3. Approve and provision trusted AI tools
Rather than leaving your staff with consumer-grade solutions, give them some sanctioned alternatives that meet security and compliance needs, like the organisations that are rolling out enterprise-grade LLMs. An “allow list” of approved AI tools gives employees safe options while discouraging rogue solutions. If deep customisation is needed, think about hosting private LLMs or fine-tuning models on your own data. By giving employees a secured AI platform with clear usage logs and data controls, you steer Shadow AI toward a controlled environment.
4. AI-focused awareness and training
Always remember that people are your first line of defence; train your staff on AI fundamentals so they can judge what is safe to share and when to be sceptical of outputs. IBM found that 60% of employees said hands-on training would boost their ability to use AI effectively. You should educate staff on privacy risks, like what kinds of data must not go into any AI tool, the concept of hallucinations, and how to use approved tools properly. By focusing on people and processes, organisations can turn an uncontrollable problem into a managed opportunity, where employees stay productive with AI, but do so within a framework that protects the business.

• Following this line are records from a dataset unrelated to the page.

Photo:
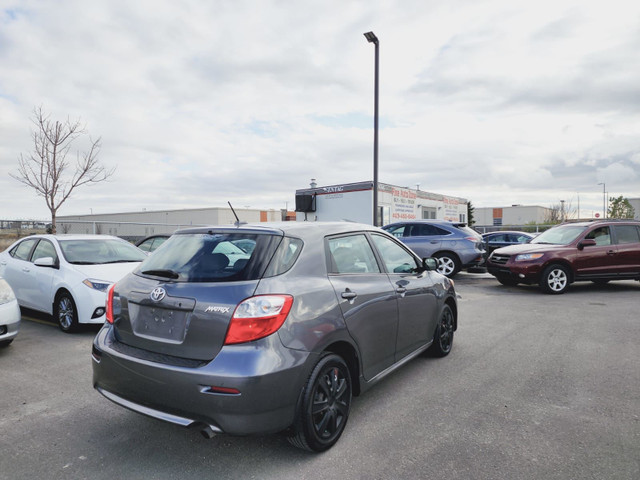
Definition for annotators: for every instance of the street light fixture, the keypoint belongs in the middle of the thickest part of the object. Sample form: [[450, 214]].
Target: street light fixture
[[371, 38], [604, 200]]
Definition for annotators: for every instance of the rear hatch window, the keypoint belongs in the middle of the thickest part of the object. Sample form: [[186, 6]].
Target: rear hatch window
[[199, 278], [212, 257]]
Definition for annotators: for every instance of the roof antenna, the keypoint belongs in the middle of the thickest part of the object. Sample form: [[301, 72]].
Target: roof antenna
[[238, 222]]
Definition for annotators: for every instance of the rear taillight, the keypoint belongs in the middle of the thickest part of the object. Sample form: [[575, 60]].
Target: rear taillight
[[109, 312], [258, 317]]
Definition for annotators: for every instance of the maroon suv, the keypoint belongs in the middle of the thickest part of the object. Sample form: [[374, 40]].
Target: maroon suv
[[598, 251]]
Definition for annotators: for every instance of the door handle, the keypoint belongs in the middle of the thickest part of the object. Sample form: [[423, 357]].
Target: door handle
[[349, 295]]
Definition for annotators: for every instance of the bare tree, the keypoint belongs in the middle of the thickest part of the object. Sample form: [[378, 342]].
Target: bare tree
[[45, 169]]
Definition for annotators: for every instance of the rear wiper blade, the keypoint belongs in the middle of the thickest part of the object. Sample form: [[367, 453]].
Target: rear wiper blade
[[162, 273]]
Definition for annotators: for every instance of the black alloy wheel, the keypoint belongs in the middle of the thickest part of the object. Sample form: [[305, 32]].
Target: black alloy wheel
[[443, 337], [65, 312], [324, 407]]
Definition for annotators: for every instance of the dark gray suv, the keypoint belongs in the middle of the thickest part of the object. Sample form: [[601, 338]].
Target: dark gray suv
[[277, 338], [455, 245]]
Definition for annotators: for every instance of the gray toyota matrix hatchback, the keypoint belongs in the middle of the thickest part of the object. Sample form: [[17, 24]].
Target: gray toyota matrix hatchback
[[268, 328]]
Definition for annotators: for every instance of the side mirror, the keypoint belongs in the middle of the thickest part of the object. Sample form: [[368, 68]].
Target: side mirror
[[45, 262], [430, 264], [587, 242]]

In the end, human-centred risk needs human-focused controls
We won’t solve Shadow AI by pointing fingers or through technology alone. What we need is education. Companies that include AI literacy and ethical guidelines in their culture will manage Shadow AI far better than those that enforce blanket bans. If you start by teaching your staff the judgment and digital skills needed to use AI responsibly, you’re less likely to put the business at risk and you create a culture that understands these risks already. This protects against the compliance and security pitfalls we’ve discussed, but it also turns AI into a competitive asset. If a workforce is confident with AI, it’s a more innovative and efficient workforce. Adopting AI literacy today is an excellent business advantage in the future, and great insurance against future pitfalls related to Shadow AI.